Project

General

Profile

Actions

Bug #20255

closed

Embedded arrays aren't moved correctly across ractors

Added by luke-gru (Luke Gruber) over 1 year ago. Updated about 1 month ago.


Description

ractor.send(ary, move: true) works incorrectly because if ary is embedded, the new moved object doesn't populate its own embedded space, it uses the MovedObject's embedded space.

example:

r = Ractor.new {
  inner_ary = receive
  values = {}
  values[:equal] = (inner_ary == ["",{},2,3,4,5,6])
  values[:string] = inner_ary.to_s
  values
}
ary = [String.new,Hash.new,2,3,4,5,6]
r.send(ary, move: true)
r_values = r.take
p r_values[:equal]
p r_values[:string]

# => false
# => "[\"\", {}, 2, 2.0, 21747991570, String, 3]"


Related issues 1 (0 open1 closed)

Related to Ruby - Bug #20165: Ractors moving a Struct breaks beyond the first 3 fieldsClosedractorActions

Updated by ko1 (Koichi Sasada) over 1 year ago

  • Assignee set to ko1 (Koichi Sasada)
Actions #3

Updated by hsbt (Hiroshi SHIBATA) about 1 year ago

  • Status changed from Open to Assigned
Actions #4

Updated by byroot (Jean Boussier) about 2 months ago

  • Status changed from Assigned to Closed

Applied in changeset git|0350290262ea0fbc4e1807901797ee8a6970c2b9.


Ractor: Fix moving embedded objects

[Bug #20271]
[Bug #20267]
[Bug #20255]

rb_obj_alloc(RBASIC_CLASS(obj)) will always allocate from the basic
40B pool, so if obj is larger than 40B, we'll create a corrupted
object when we later copy the shape_id.

Instead we can use the same logic than ractor copy, which is
to use rb_obj_clone, and later ask the GC to free the original
object.

We then must turn it into a T_OBJECT, because otherwise
just changing its class to RactorMoved leaves a lot of
ways to keep using the object, e.g.:

a = [1, 2, 3]
Ractor.new{}.send(a, move: true)
[].concat(a) # Should raise, but wasn't.

If it turns out that rb_obj_clone isn't performant enough
for some uses, we can always have carefully crafted specialized
paths for the types that would benefit from it.
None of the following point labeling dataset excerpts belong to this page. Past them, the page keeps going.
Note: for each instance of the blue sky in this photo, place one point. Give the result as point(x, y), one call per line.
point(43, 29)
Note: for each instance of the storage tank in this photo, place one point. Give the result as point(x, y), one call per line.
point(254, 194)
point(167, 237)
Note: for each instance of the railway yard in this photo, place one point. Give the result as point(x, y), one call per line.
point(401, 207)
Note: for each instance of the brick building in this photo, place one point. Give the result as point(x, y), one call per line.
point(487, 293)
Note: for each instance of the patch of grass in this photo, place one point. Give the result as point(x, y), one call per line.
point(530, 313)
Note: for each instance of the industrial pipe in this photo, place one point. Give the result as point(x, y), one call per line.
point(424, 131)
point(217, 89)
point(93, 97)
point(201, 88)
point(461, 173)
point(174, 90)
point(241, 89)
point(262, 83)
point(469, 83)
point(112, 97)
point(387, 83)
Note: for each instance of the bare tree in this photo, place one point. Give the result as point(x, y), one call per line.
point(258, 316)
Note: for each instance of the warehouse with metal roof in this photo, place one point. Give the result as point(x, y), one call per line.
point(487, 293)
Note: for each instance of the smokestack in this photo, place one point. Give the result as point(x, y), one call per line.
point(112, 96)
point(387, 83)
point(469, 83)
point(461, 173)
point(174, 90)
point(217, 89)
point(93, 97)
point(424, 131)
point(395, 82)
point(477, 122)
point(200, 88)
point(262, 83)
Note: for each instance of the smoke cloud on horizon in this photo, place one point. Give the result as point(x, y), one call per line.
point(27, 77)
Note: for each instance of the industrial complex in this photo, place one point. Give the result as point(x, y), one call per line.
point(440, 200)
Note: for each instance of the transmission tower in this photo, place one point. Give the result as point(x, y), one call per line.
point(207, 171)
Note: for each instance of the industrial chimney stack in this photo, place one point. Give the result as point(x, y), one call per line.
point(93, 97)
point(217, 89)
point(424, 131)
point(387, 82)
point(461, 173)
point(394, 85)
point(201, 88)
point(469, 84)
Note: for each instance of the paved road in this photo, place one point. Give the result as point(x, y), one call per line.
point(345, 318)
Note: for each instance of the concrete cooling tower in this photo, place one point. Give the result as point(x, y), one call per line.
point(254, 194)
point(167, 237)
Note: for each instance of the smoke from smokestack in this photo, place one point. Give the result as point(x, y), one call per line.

Updated by luke-gru (Luke Gruber) about 2 months ago · Edited

Hi Jean, thanks for taking care of this issue. Your change makes sense to me but I have a small concern regarding the potential call to initialize_clone. When allowing user-defined hooks like this in Ractor move logic, the user can add a non-shareable object. For example:

a = [1, 2, 3]
NON_SHAREABLE = Object.new
p "outside: #{NON_SHAREABLE}"
def a.initialize_clone(other)
  super
  instance_variable_set("@non_shareable", NON_SHAREABLE)
end
r = Ractor.new do
  obj = Ractor.receive
  p "inside: #{obj.instance_variable_get("@non_shareable")}"
end
r.send(a, move: true)
r.take

One fix could be to check if there is a user-defined clone method for the object, and if so we need to traverse it again to either move any new objects or raise an error. We could disallow user-defined clone methods, but I don't know if that would be okay for users.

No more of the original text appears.